Team finds new protein linked to cell survival
A team of Vanderbilt-Ingram Cancer Center investigators have identified a new secreted protein and its receptors that appear to give a cancer cell the ability to fuel its own growth and present a potential target for anti-cancer drugs.
Secreted proteins are released from one cell to transmit a signal to another cell instructing a particular behavior such as cell growth, migration or survival. They include interleukins, growth factors, cytokines and other cellular messengers. These proteins cannot act alone; they must act through a receptor or receptors on the receiving cell, so discovery of the receptor is also important.
Initially called MOB-5, the protein has been renamed Interleukin 24 (IL-24), with the approval of the Human Genome Nomenclature Committee, because the investigators' work demonstrates relationship to the family of proteins known as interleukins. These proteins are typically secreted by immune system cells in response to a triggering event, such as injury or infection. However, the Vanderbilt-Ingram team has found IL-24 and two receptors expressed in colon cancer cells, making it the first interleukin to be found along with its receptors in tumor cells.
“There is an old saying that cancer is like a wound that never heals,” said Peng Liang, Ph.D., associate professor of Cancer Biology, whose laboratory did the work reported this month in the Journal of Biological Chemistry. “This gives credence to that old saying.”
Using a process called differential display to compare gene expression between cancer and normal cells, the team found this gene to be expressed only in tumor cells and particularly those in which the oncogene (cancer-causing gene) RAS is activated. RAS is mutated frequently in colon and pancreas cancers, among others, and it appears from this group’s work that RAS activation leads to unregulated expression of IL-24 and its receptors.
“At the time, we didn’t know it was an interleukin, just that it was a secreted protein,” Liang said. “Finding the difference between tumor and normal cells is really only the beginning of the story.”
Once the team cloned the gene, however, its similarity to IL-10 and two other related interleukins, IL20 and IL22, was apparent, Liang said. Further research to test binding between IL-24 and the known receptors in the IL-10 family found that IL-24 binds to two different two-part (heterodimeric) receptors, and that it shares a subunit of these receptors with IL-20 and IL-22.
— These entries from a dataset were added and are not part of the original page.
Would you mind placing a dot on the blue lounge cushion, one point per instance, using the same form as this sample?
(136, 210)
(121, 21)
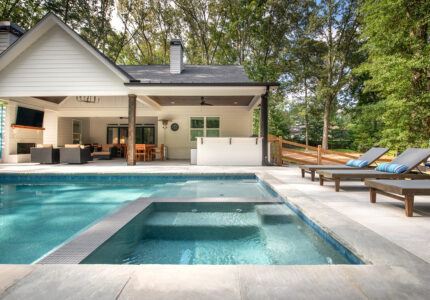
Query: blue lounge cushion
(357, 163)
(391, 168)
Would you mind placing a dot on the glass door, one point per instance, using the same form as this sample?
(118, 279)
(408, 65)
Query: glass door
(76, 131)
(145, 135)
(119, 135)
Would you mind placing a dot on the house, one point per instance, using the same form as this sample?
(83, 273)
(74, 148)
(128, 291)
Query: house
(86, 98)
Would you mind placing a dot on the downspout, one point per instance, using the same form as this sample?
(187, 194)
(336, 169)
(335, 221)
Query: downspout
(264, 126)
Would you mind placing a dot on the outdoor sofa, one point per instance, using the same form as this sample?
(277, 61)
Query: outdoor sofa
(75, 154)
(45, 154)
(107, 152)
(411, 158)
(370, 156)
(407, 189)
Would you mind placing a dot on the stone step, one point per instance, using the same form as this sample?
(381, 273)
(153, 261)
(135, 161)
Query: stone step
(275, 214)
(202, 219)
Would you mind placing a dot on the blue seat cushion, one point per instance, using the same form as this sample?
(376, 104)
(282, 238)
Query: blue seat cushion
(357, 163)
(391, 168)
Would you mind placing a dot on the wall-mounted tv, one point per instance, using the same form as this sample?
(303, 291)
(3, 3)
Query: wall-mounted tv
(29, 117)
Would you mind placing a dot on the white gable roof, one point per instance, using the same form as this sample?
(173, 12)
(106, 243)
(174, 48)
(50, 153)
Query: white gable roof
(53, 60)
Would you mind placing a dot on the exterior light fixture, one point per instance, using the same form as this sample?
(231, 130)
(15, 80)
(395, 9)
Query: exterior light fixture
(87, 99)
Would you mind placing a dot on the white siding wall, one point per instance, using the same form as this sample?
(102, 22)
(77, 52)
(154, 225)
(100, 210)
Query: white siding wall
(57, 65)
(50, 123)
(65, 130)
(235, 122)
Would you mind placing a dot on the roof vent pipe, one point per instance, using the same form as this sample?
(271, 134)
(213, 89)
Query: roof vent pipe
(9, 33)
(176, 56)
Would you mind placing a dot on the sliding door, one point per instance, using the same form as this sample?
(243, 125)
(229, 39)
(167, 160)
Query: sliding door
(119, 135)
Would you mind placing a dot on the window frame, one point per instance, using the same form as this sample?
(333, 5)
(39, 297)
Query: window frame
(204, 127)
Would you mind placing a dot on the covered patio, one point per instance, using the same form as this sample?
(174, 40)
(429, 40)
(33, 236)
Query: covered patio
(86, 99)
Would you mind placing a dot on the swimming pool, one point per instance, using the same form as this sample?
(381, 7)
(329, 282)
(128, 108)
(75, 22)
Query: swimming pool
(40, 212)
(217, 234)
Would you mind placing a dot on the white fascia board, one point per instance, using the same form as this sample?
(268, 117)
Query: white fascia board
(197, 90)
(35, 103)
(148, 101)
(254, 102)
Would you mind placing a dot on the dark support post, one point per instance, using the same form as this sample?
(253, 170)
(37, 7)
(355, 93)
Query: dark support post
(264, 124)
(131, 143)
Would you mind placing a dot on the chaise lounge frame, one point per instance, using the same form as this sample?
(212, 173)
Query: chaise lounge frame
(371, 156)
(407, 189)
(412, 157)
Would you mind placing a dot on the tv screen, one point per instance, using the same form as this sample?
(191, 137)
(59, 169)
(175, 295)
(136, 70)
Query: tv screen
(29, 117)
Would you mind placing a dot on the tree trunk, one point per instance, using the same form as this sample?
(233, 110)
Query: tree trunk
(306, 116)
(327, 108)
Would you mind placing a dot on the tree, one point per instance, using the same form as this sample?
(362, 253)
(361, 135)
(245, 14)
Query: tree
(398, 64)
(338, 26)
(304, 67)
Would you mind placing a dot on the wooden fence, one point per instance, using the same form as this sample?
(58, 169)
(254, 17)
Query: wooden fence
(280, 153)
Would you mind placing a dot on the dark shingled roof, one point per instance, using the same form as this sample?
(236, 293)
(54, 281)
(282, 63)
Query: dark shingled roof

“If they share both sequence homology and receptor subunits, it provides strong molecular evidence that these interleukins are related,” Liang said. “As a result, MOB-5 was properly renamed as a new interleukin.”
The scientists also demonstrated that IL-24 can promote cell growth or prevent cell death. This was done using hemopoietic mouse cells that must have interleukin-3 (IL-3) to grow and survive. When the cells were made to express IL-24 receptors, in the absence of both Il-3 and IL-24, the cells died. In the absence of IL-3 but the presence of IL-24, the cells continued to live and grow.
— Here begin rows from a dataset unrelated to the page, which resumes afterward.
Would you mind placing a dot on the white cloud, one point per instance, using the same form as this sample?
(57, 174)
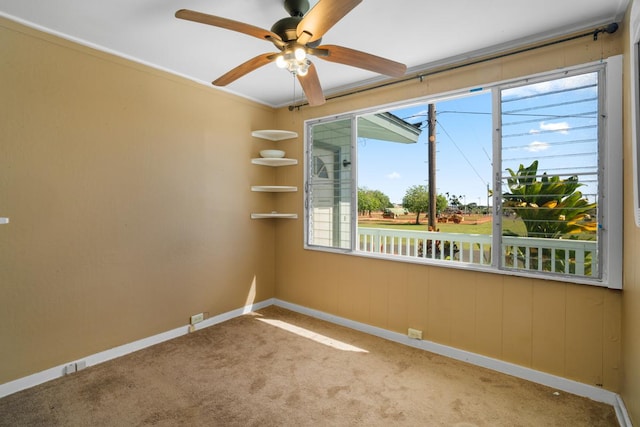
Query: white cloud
(553, 85)
(393, 175)
(562, 127)
(536, 146)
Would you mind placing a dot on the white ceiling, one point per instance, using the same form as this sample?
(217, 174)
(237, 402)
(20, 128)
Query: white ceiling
(418, 33)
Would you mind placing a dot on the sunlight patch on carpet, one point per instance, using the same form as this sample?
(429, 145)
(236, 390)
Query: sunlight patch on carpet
(305, 333)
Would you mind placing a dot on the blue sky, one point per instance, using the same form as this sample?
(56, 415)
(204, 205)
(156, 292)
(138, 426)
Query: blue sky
(554, 122)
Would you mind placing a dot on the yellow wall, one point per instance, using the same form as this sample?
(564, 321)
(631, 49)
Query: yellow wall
(563, 329)
(631, 300)
(128, 192)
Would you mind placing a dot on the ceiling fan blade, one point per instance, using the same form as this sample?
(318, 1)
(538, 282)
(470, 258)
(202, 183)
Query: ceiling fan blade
(245, 68)
(324, 15)
(216, 21)
(356, 58)
(311, 86)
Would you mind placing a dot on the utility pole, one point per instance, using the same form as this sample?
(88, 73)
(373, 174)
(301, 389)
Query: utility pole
(431, 120)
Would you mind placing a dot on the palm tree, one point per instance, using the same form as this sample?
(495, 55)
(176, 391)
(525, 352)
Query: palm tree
(550, 208)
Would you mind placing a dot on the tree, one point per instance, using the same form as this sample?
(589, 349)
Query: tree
(416, 199)
(550, 207)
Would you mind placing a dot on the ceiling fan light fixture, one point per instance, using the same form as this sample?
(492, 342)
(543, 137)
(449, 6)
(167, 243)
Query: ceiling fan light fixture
(300, 54)
(281, 62)
(303, 68)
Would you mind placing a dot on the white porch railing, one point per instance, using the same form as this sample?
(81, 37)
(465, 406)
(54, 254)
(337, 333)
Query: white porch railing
(522, 253)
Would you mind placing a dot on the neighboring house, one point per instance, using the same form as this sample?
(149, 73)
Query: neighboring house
(128, 194)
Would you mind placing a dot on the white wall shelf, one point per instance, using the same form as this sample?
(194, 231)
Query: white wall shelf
(274, 188)
(274, 135)
(274, 161)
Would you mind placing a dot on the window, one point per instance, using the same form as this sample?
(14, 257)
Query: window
(522, 177)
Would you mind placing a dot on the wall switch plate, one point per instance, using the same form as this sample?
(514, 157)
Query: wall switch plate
(197, 318)
(415, 333)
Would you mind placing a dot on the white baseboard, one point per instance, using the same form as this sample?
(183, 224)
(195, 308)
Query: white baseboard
(553, 381)
(94, 359)
(559, 383)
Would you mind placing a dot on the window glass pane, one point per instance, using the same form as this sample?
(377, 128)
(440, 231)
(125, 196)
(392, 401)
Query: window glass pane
(330, 184)
(550, 176)
(401, 174)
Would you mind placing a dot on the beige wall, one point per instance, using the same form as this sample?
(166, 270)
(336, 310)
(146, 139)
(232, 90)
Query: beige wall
(631, 300)
(563, 329)
(128, 195)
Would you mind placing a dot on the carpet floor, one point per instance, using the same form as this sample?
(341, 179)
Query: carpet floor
(275, 367)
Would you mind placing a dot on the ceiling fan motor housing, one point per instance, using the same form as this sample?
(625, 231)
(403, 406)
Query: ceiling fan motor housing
(286, 28)
(296, 7)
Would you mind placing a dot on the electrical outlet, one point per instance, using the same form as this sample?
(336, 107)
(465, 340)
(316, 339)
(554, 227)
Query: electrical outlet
(197, 318)
(415, 333)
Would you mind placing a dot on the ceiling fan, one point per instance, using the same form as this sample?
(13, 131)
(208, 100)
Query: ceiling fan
(297, 37)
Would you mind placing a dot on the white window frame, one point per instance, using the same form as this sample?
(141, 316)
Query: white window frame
(610, 148)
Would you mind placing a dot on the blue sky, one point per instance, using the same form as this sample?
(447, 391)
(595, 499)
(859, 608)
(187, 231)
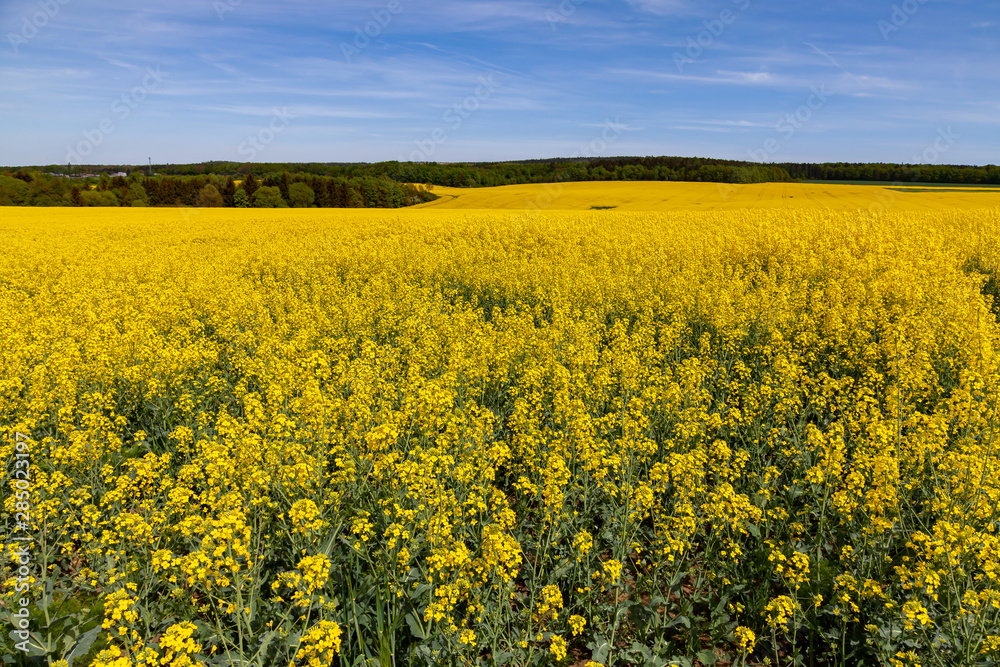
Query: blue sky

Finding that IL-24 can support cell survival, and finding both IL-24 and its receptors in tumor cells, has an important implication, Liang said. This creates what is called an autocinre loop, through which a cell secretes a protein that then binds to a receptor on itself, sending its own signal to its nucleus. “The cell could then fuel its own growth and survival without the checks and balances by the neighboring cells,” Liang said.
The next step will be to try to develop molecules to interrupt this autocrine loop, either by intercepting the IL-24 protein outside the cell after it is secreted, or by blocking the receptors so that the protein cannot bind and therefore transmit its signal back into the cell.
The team’s most recent work was supported in part by the National Institutes of Health. Vanderbilt co-authors include graduate student Mai Wang, and postdoctoral fellows Zhongjia Tan and Rong Zhang of the Department of Cancer Biology.